Thought I would continue to document headgasket job
The timing markings on flywheel were not visible because of surface rust. My solution was to take a piece of red scotch brite pad and wrap it over a 3/4" socket extension, it fit perfectly through the "window". I rotated the engine by hand from the crank pulley and pushed in on the extension/pad to clean off the rust and reveal the markings. From there, adjusting the valve lash was straight forward. I put it all together and let it sit like that for a couple of weeks till last night. With the fuel lines cracked open at the fuel distributor, it primed and started quickly. I left if idle for 10 min or so then bumped it up to 2000 rpm and let it run till it warmed up. It started to just barely creep past the second dot so I shut it down because it was after 10pm and I wasn't sure if I had a air in the coolant. I popped the radiator cap off an realized the system never pressurized fully but it was warm and had not gone down. I fired it up again and ran it for a few minutes again, this time from shutting it down the temp was half way between the second dot and the red. I let it idle till the temp came back down and shut if off.
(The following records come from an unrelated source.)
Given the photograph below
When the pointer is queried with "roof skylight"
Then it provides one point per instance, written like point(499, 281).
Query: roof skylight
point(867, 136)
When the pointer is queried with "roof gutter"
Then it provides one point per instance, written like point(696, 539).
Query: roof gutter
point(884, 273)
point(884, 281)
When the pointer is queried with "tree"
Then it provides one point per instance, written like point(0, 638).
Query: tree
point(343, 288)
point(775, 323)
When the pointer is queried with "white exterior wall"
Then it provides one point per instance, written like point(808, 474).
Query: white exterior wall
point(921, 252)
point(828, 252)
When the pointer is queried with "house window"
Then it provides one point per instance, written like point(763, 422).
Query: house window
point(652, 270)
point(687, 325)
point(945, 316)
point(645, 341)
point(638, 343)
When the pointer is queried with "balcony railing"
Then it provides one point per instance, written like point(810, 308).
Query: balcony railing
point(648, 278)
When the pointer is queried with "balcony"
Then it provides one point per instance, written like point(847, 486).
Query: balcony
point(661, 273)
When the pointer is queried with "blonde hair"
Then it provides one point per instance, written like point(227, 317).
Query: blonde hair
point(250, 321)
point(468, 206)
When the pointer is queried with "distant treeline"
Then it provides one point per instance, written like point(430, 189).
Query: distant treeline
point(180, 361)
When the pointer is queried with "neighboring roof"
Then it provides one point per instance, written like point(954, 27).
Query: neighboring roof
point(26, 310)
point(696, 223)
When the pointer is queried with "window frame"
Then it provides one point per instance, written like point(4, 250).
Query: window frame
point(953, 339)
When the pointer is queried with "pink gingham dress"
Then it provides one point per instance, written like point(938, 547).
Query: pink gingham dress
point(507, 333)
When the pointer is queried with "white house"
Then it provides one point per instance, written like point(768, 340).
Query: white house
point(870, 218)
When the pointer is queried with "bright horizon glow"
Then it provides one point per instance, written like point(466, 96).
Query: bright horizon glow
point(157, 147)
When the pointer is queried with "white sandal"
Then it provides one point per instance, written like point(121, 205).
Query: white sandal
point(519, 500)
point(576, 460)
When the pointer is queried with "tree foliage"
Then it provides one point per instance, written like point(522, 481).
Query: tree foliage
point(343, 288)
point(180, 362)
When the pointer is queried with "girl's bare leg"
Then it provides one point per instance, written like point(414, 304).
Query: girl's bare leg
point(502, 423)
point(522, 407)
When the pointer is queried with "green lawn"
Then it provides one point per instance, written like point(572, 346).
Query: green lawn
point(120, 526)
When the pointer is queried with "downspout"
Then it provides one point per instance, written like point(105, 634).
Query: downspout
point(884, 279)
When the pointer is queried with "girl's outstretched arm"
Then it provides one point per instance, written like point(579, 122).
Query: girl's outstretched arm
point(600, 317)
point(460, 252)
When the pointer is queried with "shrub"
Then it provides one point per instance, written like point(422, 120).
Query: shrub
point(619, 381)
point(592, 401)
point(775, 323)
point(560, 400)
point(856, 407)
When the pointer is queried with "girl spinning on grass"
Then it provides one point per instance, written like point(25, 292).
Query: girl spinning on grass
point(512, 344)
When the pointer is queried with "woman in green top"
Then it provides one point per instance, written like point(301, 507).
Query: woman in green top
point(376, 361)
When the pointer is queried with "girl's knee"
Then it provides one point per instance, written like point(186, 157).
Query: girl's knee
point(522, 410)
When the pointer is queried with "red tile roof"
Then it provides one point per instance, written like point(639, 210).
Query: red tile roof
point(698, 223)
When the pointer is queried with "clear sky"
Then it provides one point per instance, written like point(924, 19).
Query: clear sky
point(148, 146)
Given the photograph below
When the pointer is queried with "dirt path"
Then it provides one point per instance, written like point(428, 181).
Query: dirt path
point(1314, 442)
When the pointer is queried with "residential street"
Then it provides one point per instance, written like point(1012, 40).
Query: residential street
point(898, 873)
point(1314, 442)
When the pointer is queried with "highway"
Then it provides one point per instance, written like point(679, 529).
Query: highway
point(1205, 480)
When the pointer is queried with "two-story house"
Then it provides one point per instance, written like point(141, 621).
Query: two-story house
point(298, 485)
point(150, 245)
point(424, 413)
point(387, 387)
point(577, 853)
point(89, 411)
It was too late to mess with it for long and my garage is heated so leaving the doors open too long is not ideal. With the cost of electric these days, you need to be mindful about stuff like that.
With the loader and the loader mount off, I discovered there is a leak that will be way easier to address now, so that's next on my list. I just need to clean all the caked up dirt and oil off everything so I can see where its coming from.
2 of the hydraulic couplers for the loader seem to leak when disconnected. if there an easy trick to fix this or should I just not worry about it since they don't leak when terminated?